Portland-based Mercy Corps buying Indonesian bank to help poor

The humanitarian agency will start the Bank of Banks to help
Indonesian agencies provide insurance, mortgage finance,
remittance services and mobile banking
Monday, June 16, 2008

Richard Read The Oregonian Staff

Nonprofit Mercy Corps is buying a commercial bank in Bali,
Indonesia's tourist paradise, in a novel $33 million deal that
could move tens of millions of people out of poverty in the next
decade -- and create a new economic-development model.

Using a $19.4 million grant from the Bill & Melinda Gates
Foundation, Mercy Corps will head a consortium to create
Indonesia's first microfinance wholesale bank -- provisionally
titled the "Bank of Banks," nicknamed BoB.

The deal, to be announced today, capitalizes on Mercy Corps'
experience with microfinance programs, which typically extend
small-business loans to people too poor to be served by regular
banks. It also propels the Portland-based relief-and-development
organization to a new frontier where nonprofits, foundations,
government agencies and commercial entities collaborate to move
beyond handouts in less-developed nations.

Mercy Corps, with investment from an arm of the World Bank and a
Dutch fund, plans to convert a struggling Bali bank into an
institution that can help thousands of small microfinance
organizations attain stability and boost services. The Bank of
Banks will enable the Indonesian organizations to move beyond
offering microloans and savings accounts to provide insurance,
mortgage finance, remittance services and mobile banking.

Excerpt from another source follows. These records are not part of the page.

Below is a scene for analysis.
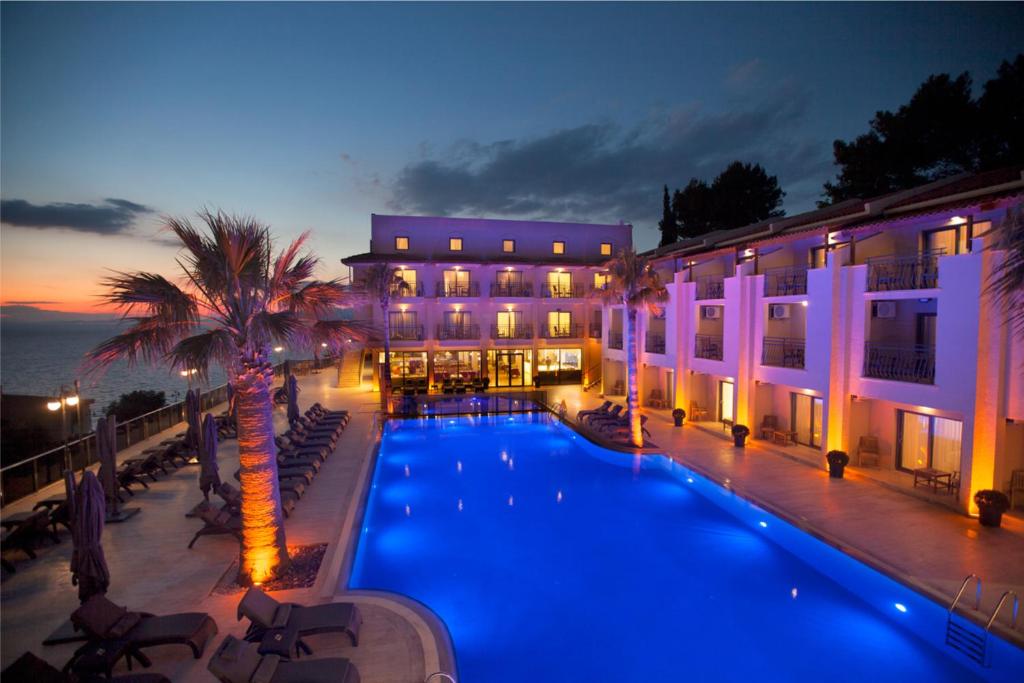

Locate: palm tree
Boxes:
[595,247,669,447]
[985,207,1024,339]
[87,211,364,584]
[358,263,410,403]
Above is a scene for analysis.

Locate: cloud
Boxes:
[391,85,831,225]
[0,198,154,234]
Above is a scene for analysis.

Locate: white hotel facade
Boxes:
[344,168,1024,512]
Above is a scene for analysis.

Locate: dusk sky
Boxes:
[0,2,1024,311]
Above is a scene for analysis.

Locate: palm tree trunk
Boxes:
[626,304,643,447]
[236,369,290,586]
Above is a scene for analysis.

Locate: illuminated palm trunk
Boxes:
[236,370,289,585]
[626,304,643,447]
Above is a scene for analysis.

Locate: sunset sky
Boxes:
[0,2,1024,311]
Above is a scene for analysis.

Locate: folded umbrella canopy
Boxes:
[71,470,111,602]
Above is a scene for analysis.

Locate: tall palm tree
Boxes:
[358,263,411,403]
[87,211,362,584]
[595,247,669,447]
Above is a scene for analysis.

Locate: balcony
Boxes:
[761,337,805,370]
[541,283,583,299]
[436,283,480,299]
[490,283,534,297]
[864,342,935,384]
[389,325,423,341]
[867,250,945,292]
[643,332,665,353]
[541,323,583,339]
[437,325,480,341]
[490,325,534,339]
[765,265,807,296]
[693,335,722,360]
[697,275,725,301]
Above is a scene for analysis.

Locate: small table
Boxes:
[913,467,953,494]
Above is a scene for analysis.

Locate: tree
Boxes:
[657,185,679,247]
[358,263,410,403]
[87,211,364,584]
[594,247,669,447]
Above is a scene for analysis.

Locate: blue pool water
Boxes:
[348,415,1022,683]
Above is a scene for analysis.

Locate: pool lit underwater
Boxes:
[348,415,1021,683]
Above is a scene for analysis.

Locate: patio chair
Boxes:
[71,594,217,667]
[207,636,359,683]
[238,586,362,655]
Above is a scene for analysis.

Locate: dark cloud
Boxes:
[0,198,154,234]
[392,83,831,225]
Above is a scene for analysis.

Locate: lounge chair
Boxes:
[71,595,217,666]
[238,587,362,655]
[207,636,359,683]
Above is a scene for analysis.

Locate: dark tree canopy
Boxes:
[672,161,785,238]
[819,54,1024,206]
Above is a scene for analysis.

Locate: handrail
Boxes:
[985,591,1020,631]
[948,573,981,614]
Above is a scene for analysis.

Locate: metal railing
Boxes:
[644,332,665,353]
[867,249,945,292]
[696,275,725,301]
[693,335,722,360]
[437,324,480,341]
[765,265,807,296]
[761,337,806,368]
[490,325,534,339]
[490,283,534,297]
[864,342,935,384]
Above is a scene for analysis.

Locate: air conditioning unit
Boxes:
[871,301,896,317]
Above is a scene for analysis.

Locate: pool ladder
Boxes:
[946,573,1020,667]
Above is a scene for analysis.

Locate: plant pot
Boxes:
[978,505,1002,526]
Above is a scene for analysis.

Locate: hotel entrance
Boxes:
[487,348,534,387]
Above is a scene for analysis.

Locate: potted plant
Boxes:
[974,488,1010,526]
[825,451,850,479]
[732,425,751,449]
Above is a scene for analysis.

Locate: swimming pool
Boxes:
[348,414,1024,683]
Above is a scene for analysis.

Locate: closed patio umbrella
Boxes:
[199,413,220,501]
[71,470,111,603]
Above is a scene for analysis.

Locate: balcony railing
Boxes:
[541,283,583,299]
[490,283,534,297]
[541,323,583,339]
[864,342,935,384]
[697,275,725,300]
[437,324,480,341]
[867,249,945,292]
[644,332,665,353]
[765,265,807,296]
[390,325,423,341]
[761,337,805,368]
[490,325,534,339]
[436,283,480,299]
[693,335,722,360]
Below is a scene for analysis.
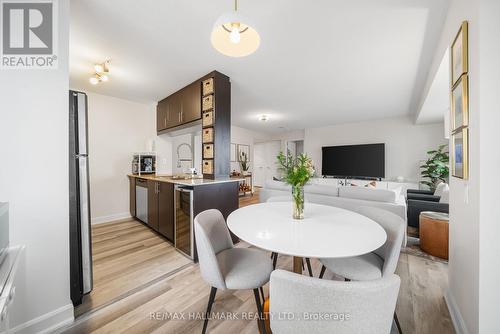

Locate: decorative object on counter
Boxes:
[210,0,260,57]
[201,71,231,178]
[420,145,450,191]
[132,152,156,175]
[230,170,253,196]
[277,151,315,219]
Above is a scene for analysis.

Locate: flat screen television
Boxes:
[321,144,385,179]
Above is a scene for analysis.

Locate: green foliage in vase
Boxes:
[276,151,315,187]
[420,145,450,191]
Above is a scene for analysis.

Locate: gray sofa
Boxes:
[259,180,407,243]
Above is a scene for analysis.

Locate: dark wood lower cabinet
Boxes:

The bank and supporting institutions aim to help 16 million
Indonesians build financial security by 2011, reaching them in
new ways, via cell phones, ATMs and the Internet. Mercy Corps
managers say that if successful, the strategy -- to be expanded
to the Philippines -- could help 45 million people permanently
move out of poverty during the next 10 years.

"Bank of Banks is expected to revolutionize the way microfinance
works in Indonesia and beyond," said Neal Keny-Guyer, chief
executive of Mercy Corps.

Biggest, first

The deal represents several firsts for Mercy Corps. The Gates
grant is the biggest it has received from the Seattle-based
foundation. While Gates has supported Mercy Corps
disaster-response initiatives, the foundation hadn't yet backed
one of the humanitarian organization's non-emergency programs.

Mercy Corps has years of experience in microfinance, an approach
that became widely known when Bangladeshi banker Muhammad Yunus
and his Grameen Bank won the 2006 Nobel Peace Prize for their
grass-roots financial programs.

In 2001, Mercy Corps co-founded XacBank, a commercial bank in
Mongolia that extends financial services to yak herders and
others across one of the world's most sparsely populated
countries. Microfinance institutions started by Mercy Corps in
Kazakhstan, Kyrgyzstan and Tajikistan have disbursed $240
million in loans during 10 years to businesses and communities.